Contracting authorities need to keep in mind that the guidance by CCS is an interpretation only of the EU rules as implemented in the UK and is an area which remains untested by the courts. There is no guarantee that the domestic courts or the European Court would reach the same conclusion.
There are good reasons to prepare a number of the key procurement documents in advance and release these to the market, in particular the ITT including all evaluation criteria and the specification and the Contract. Similarly if documents are finalised and ready then there is no reason not to go ahead and publish them. However contracting authorities should note there is limited flexibility to add or amend the procurement documents once published to bidders.
Preparing and making available these documents in advance is good practice. It helps shape the procurement, informs any market testing and gives a clear impression to the market that the contracting authority is well prepared and knows what it is that it wants to buy.
There may be some technological hurdles to overcome if a wide suite of procurement documents is published at the outset, for example on most e-tendering systems, bidders can only access ITT’s when they have passed the PQQ stage (meaning the Contracting Authorities may need to discuss with their current e-tendering suppliers how “read only” versions of the documents can be accessed). In addition, the size limits for uploads may be another hurdle that needs to be overcome. If the contracting authority is serious about taking Regulation 53(1) seriously then these are issues that will need to be overcome.

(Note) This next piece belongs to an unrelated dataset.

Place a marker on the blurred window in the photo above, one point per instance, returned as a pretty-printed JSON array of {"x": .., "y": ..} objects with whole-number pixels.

I agree with Katie (reading between the lines of her blog) that the CCS interpretation looks decidedly dodgy. Surely the purpose of the requirement is so that bidders can see what they are being asked to sign up to before they put any time, money and effort into bidding? So the purposive interpretation is actually in line with the literal interpretation, at least in relation to having the documents available before the OJEU notice is placed.
Breaching this is likely to be low risk though. There are interesting questions about when the 30 day challenge period runs from, whether it is a continuing breach etc, that make a challenge by a bidder very unlikely. The CCS guidance is therefore very helpful as it gives an air of legitimacy to any decision not to comply with this requirement – at least until a bidder complains to the Commission.
Andrew Millross
Anthony Collins Solicitor LLP
Katie, that’s a useful summary thank you.
CCS’s so-called “purposive interpretation” seems to be based on its view that there is a requirement to publish the procurement documents at the same time as the PIN. That is simply wrong.
The procurement documents must be published (1) at the same time as the “notice sent in accordance with regulation 51” (i.e. the old-fashioned OJEU notice) or (2) when the authority sends “an invitation to confirm interest”. The invitation to confirm interest is the document sent to all those who have expressed interest in response to the PIN as a call for competition.
So there is no obligation to publish the procurement documents when publishing a PIN as a call for competition.
Another interesting question is in complex procurements under CDP or competitive procedure with negotiation, what must the authority publish? For example the invitation to submit final tenders cannot realistically be produced until after negotiation. Perhaps the answer is that it must publish a draft contract, specification and invitation to submit initial tenders. These will then evolve at each stage of the procurement. This is the situation where CCS’s guidance makes more sense.